The researchers hypothesize that these proto-hominins were the evolutionary ancestors of another European great ape Graecopithecus, which the same team tentatively identified as an early hominin in 2017. Graecopithecus lived in south-east Europe 7.2 million years ago. If the premise is correct, these hominins would have migrated to Africa 7 million years ago, after undergoing much of their evolutionary development in Europe.
Begun points out that south-east Europe was once occupied by the ancestors of animals like the giraffe and rhino, too. "It's widely agreed that this was the found fauna of most of what we see in Africa today," he told New Scientists. "If the antelopes and giraffes could get into Africa 7 million years ago, why not the apes?"
He recently outlined this idea at a conference of the American Association of Physical Anthropologists.
It's worth noting that Begun has made similar hypotheses before. Writing for the Journal of Human Evolution in 2002, Begun and Elmar Heizmann of the Natural history Museum of Stuttgart discussed a great ape fossil found in Germany that they argued could be the ancestor (broadly speaking) of all living great apes and humans.

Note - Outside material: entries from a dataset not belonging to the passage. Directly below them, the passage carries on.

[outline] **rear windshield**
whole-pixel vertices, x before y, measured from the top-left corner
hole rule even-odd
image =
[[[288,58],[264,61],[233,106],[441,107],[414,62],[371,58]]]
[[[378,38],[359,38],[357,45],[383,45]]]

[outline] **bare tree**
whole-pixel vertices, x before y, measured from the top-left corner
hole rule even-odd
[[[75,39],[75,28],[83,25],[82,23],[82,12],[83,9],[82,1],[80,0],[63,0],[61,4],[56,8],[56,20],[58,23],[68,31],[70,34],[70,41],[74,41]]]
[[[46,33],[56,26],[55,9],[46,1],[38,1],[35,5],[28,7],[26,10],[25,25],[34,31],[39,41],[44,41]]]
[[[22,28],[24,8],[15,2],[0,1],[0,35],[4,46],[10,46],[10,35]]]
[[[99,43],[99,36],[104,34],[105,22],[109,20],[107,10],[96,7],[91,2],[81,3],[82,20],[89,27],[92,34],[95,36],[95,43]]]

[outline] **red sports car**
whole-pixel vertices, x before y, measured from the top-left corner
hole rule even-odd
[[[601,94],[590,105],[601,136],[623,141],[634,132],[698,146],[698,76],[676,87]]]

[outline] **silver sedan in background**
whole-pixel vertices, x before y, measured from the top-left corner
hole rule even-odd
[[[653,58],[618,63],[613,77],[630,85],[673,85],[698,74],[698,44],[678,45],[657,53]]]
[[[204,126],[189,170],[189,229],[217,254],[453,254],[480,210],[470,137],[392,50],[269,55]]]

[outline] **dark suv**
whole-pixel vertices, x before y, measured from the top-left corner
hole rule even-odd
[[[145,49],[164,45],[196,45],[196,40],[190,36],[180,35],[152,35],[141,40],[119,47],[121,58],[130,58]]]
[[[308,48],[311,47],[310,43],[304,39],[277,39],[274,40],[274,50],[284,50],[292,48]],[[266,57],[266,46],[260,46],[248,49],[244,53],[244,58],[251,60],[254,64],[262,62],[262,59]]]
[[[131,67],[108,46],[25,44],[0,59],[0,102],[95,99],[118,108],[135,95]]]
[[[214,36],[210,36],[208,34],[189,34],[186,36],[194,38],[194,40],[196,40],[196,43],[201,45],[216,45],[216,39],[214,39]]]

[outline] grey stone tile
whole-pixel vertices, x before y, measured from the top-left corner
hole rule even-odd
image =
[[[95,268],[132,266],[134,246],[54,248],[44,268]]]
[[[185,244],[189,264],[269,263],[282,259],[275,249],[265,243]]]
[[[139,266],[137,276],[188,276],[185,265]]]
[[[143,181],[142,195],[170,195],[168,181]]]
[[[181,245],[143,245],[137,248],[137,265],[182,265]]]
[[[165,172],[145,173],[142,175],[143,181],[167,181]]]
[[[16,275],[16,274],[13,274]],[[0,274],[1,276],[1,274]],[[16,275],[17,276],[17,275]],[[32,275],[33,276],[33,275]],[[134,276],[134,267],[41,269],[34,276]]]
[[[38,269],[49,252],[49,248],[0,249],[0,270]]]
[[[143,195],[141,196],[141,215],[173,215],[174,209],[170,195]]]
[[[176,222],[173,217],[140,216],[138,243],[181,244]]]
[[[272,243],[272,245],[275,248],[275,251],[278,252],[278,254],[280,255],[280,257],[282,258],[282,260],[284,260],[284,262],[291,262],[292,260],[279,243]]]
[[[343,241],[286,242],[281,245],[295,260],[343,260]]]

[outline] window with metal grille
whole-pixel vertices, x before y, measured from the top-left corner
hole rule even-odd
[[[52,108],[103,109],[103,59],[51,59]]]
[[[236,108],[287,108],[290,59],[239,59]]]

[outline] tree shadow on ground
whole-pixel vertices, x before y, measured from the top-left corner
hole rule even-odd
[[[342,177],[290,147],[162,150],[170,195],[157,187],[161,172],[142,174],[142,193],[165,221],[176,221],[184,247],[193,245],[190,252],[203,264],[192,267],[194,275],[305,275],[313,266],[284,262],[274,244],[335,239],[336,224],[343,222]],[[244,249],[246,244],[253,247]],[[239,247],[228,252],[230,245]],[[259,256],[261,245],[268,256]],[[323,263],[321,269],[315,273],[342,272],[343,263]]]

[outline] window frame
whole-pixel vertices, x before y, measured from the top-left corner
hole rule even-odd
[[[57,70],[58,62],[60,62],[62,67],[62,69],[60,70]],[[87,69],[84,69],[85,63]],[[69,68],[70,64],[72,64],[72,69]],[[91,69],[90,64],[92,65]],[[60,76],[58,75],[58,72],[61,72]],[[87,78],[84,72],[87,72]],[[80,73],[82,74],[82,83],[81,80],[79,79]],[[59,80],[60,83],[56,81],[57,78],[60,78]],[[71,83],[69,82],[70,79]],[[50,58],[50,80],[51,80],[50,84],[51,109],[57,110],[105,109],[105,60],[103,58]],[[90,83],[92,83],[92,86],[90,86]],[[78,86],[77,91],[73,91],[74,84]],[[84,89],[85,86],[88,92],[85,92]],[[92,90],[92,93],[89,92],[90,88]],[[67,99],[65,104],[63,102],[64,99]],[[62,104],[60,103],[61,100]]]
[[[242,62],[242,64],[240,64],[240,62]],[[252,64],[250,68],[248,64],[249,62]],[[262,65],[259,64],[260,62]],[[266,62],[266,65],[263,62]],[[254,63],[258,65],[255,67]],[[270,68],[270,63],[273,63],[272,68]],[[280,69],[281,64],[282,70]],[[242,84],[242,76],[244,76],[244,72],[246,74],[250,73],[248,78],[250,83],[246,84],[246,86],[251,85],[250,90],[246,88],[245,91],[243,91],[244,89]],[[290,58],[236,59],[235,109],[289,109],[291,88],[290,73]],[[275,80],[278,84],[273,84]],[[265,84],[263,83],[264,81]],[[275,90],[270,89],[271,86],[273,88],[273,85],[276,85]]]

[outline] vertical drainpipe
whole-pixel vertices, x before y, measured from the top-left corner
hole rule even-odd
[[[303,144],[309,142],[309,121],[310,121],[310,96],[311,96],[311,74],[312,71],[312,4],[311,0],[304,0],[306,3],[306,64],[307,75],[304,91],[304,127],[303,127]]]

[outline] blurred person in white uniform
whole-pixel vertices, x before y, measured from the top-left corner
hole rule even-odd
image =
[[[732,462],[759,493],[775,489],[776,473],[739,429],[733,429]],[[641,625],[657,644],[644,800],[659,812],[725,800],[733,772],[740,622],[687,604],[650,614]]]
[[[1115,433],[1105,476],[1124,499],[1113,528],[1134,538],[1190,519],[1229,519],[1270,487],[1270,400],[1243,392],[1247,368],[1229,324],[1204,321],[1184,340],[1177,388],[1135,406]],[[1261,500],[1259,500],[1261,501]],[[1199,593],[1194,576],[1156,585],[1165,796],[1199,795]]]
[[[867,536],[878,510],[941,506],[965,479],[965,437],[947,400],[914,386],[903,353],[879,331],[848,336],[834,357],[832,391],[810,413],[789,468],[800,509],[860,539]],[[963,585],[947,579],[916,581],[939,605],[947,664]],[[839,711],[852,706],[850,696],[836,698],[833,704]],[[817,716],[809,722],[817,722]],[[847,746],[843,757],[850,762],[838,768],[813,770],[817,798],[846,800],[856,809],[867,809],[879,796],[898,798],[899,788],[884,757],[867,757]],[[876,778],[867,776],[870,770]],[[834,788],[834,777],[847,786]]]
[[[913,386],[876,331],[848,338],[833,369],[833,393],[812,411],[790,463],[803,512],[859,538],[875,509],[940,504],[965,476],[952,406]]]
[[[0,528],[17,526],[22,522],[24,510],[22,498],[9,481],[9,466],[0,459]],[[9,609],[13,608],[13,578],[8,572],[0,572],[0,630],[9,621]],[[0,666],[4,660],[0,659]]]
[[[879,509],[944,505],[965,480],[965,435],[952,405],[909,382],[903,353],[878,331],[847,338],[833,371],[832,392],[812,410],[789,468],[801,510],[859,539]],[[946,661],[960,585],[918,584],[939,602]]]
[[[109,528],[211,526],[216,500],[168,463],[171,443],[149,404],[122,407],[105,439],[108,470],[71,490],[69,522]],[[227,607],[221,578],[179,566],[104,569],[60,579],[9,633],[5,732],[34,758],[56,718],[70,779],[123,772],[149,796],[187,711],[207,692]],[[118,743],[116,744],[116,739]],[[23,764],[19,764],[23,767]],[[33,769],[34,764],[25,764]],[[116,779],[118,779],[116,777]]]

"Found in Germany 20 years ago, this specimen is about 16.5 million years old, some 1.5 million years older than similar species from East Africa," Begun said in a statement then. "It suggests that the great ape and human lineage first appeared in Eurasia and not Africa."
Migrating out of Africa
In the Descent of Man, Charles Darwin proposed that hominins descended out of Africa. Considering the relatively few fossils available at the time, it is a testament to Darwin's astuteness that his hypothesis remains the leading theory.
Since Darwin's time, we have unearthed many more fossils and discovered new evidence in genetics. As such, our African-origin story has undergone many updates and revisions since 1871. Today, it has splintered into two theories: the "out of Africa" theory and the "multi-regional" theory.
The out of Africa theory suggests that the cradle of all humanity was Africa. Homo sapiens evolved exclusively and recently on that continent. At some point in prehistory, our ancestors migrated from Africa to Eurasia and replaced other subspecies of the genus Homo, such as Neanderthals. This is the dominant theory among scientists, and current evidence seems to support it best — though, say that in some circles and be prepared for a late-night debate that goes well past last call.
The multi-regional theory suggests that humans evolved in parallel across various regions. According to this model, the hominins Homo erectus left Africa to settle across Eurasia and (maybe) Australia. These disparate populations eventually evolved into modern humans thanks to a helping dollop of gene flow.
Of course, there are the broad strokes of very nuanced models, and we're leaving a lot of discussion out. There is, for example, a debate as to whether African Homo erectus fossils should be considered alongside Asian ones or should be labeled as a different subspecies, Homo ergaster.
Proponents of the out-of-Africa model aren't sure whether non-African humans descended from a single migration out of Africa or at least two major waves of migration followed by a lot of interbreeding.
Did we head east or south of Eden?
Not all anthropologists agree with Begun and his team's conclusions. As noted by New Scientist, it is possible that the Nikiti ape is not related to hominins at all. It may have evolved similar features independently, developing teeth to eat similar foods or chew in a similar manner as early hominins.
Ultimately, Nikiti ape alone doesn't offer enough evidence to upend the out of Africa model, which is supported by a more robust fossil record and DNA evidence. But additional evidence may be uncovered to lend further credence to Begun's hypothesis or lead us to yet unconsidered ideas about humanity's evolution.